Sorry is never sorry enough.
The dog's eyes rose to meet the drooping sunset.
In his bed of pine needles, his sleeping maid, wet with laying, stretched flanks pulling the skin taut across her ribs. His strong mastiff head dipped to smell her ass.
His evening's work—what is the word for the work of a god? His evening's miracles awaited him. The dog arched his cream-colored back and bowed to the valley below him. A smell of cooler winds blew up from the pueblo. He pulled it deep into the back of his throat. His night was rendered in scent. What he must do. What was left to do.

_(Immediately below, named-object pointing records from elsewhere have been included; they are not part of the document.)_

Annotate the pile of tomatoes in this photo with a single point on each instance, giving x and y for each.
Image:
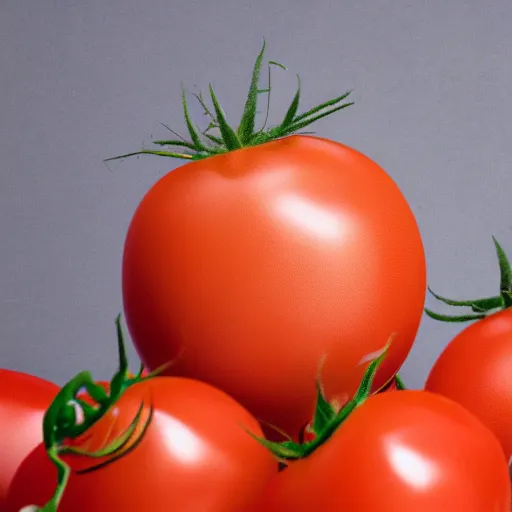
(273, 287)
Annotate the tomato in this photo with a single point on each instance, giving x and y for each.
(246, 268)
(23, 401)
(475, 369)
(267, 252)
(308, 433)
(398, 452)
(194, 456)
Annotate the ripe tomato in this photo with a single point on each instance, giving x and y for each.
(194, 456)
(475, 369)
(23, 400)
(260, 261)
(398, 452)
(267, 252)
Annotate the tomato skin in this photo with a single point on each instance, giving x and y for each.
(194, 456)
(24, 399)
(399, 452)
(261, 261)
(475, 370)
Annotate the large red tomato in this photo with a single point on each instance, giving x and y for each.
(194, 456)
(268, 252)
(246, 268)
(398, 452)
(24, 399)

His tongue hung out of his smiling maw. Have you ever felt like you could lift the Earth with your back? Bark down the Sun? Crush the femurs of guilty men with your jaws? His maid slipped her head under his set chin. She smelled the miracles to be done. What was left to do.
She lapped drily at the blood matted in his downy neck fur. Sucking, chewing, cleaning.
He gave a light-hearted laugh as he broke away. Why should he care about mercy? Why did she? The Cross. The Cross told him all that he needed to know.
He loped to the head of the sky's trail to the earth. He was high above the rim of the hills ringing the Holy Land. His thighs hummed with the ache of sex. The drone filled his body. Jaguar Jaguar he breathed his rhythm (forgive him, Oh Lord!) as he ran down the colina to the earth. His lungs drew the wind up the hill. His whiskers combed through branches of pine needles. His decent, a silent, smothering waterfall.